The title promises the jazz age hedonism of F. Scott Fitzgerald but this is actually quite a conventional romantic comedy which matches virginal smalltown girl Irene Dunne with metropolitan wolf, Melvyn Douglas. She has anonymously written a racy best seller as escape from her boring life in a rural southern backwater.
Douglas designs her book cover and then has designs on her virtue as he follows her back to Connecticut. He encourages her to shrug off the constraints of convention, and once liberated, she helps him escape from the influence of his wealthy, corrupt family. It's pertinent social history as censorship brought Hollywood under the control of conservative puritanism through the Production Code.

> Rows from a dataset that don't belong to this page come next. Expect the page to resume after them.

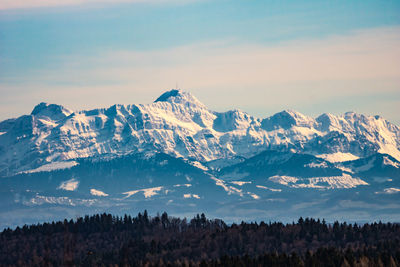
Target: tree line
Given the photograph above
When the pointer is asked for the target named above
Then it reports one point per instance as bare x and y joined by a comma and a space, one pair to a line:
162, 240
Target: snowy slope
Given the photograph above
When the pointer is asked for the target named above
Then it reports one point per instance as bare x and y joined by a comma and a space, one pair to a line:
180, 125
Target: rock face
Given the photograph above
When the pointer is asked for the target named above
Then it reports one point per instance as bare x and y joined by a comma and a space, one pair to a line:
178, 124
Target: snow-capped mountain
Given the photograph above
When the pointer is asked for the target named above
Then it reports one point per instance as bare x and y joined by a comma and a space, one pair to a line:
176, 155
180, 125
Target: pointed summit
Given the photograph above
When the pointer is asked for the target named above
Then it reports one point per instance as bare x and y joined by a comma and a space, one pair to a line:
286, 119
178, 96
52, 111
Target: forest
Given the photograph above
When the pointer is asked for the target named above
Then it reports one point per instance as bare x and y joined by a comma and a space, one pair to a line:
162, 240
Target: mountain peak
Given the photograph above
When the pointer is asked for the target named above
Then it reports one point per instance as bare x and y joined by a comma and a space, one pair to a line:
178, 96
286, 119
53, 111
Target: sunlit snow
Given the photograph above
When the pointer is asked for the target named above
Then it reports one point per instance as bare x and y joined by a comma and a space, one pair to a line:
147, 192
70, 185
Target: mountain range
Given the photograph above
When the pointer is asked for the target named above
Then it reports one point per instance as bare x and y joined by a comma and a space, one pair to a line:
175, 154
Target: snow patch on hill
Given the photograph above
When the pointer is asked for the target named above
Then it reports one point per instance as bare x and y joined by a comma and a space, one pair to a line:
332, 182
390, 191
147, 192
337, 157
58, 165
70, 185
191, 196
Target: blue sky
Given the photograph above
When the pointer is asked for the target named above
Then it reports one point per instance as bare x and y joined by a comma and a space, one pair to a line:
259, 56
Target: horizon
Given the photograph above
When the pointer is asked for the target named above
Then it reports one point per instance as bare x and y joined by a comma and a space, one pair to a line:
313, 57
185, 91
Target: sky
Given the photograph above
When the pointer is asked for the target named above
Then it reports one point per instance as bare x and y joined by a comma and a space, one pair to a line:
258, 56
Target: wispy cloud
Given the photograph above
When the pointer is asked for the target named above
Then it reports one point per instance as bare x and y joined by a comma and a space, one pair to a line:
306, 74
18, 4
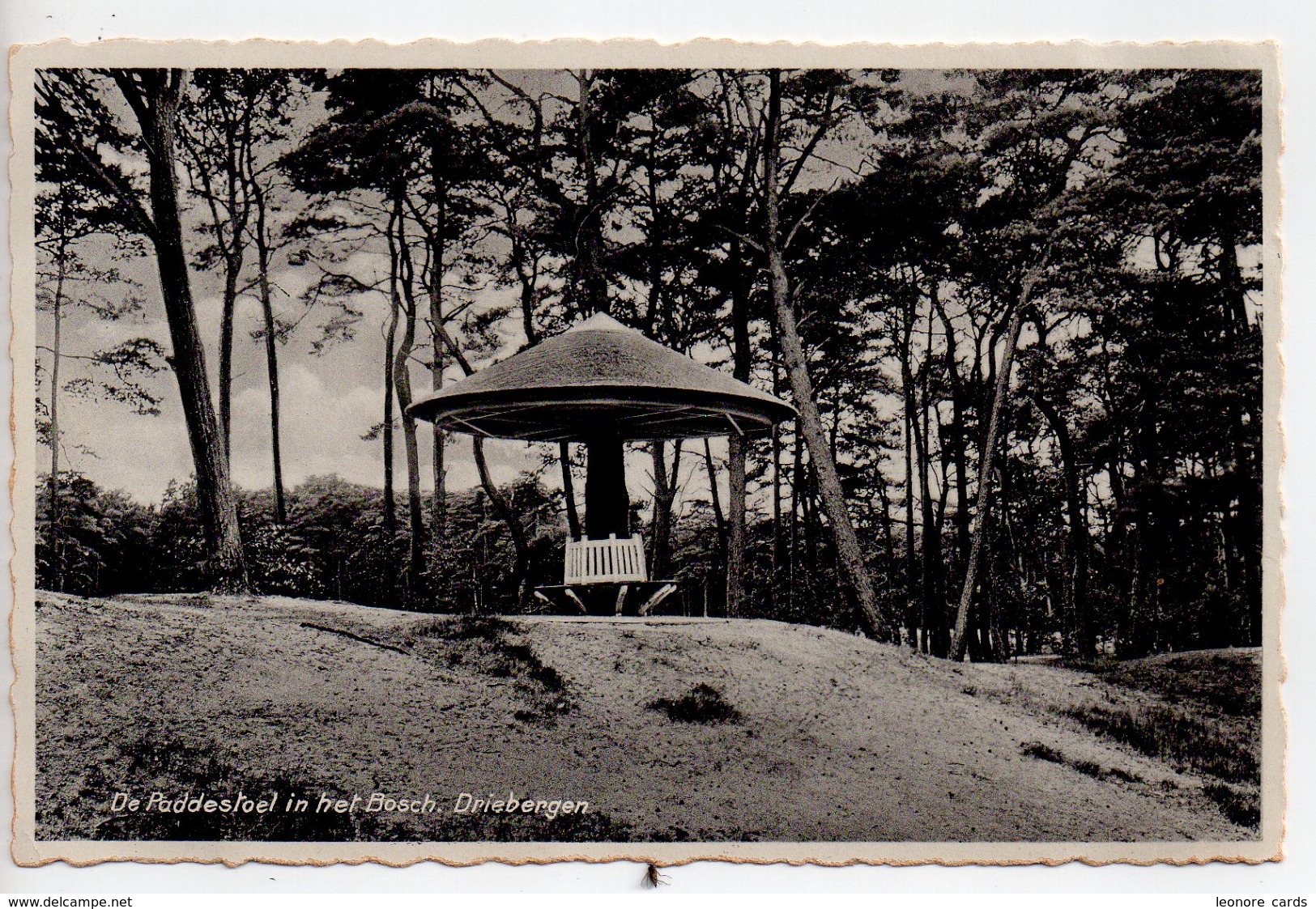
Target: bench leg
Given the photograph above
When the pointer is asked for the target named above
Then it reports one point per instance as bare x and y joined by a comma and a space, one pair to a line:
572, 595
656, 600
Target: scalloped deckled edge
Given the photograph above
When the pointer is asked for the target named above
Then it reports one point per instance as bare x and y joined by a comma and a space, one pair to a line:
645, 53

The main interest in the film now is that, at 38, it launched the comedy career of Irene Dunne, who was nominated for an Oscar. Next year she became a comic legend in The Awful Truth. Theodora Goes Wild isn't in that class. The script lacks wit, the direction is flat, and Melvyn Douglas plainly isn't Cary Grant. But there are flashes of her potential.
The support cast is capable rather than inspired. It has merit as a morality tale about the interface between responsibility and freedom. But crucially for a comedy, there are very few laughs. It creates a plausible, even poignant, impression of small town hypocrisy, suppressed emotions and wasted lives, but it is probably mainly of interest to students of screwball comedy.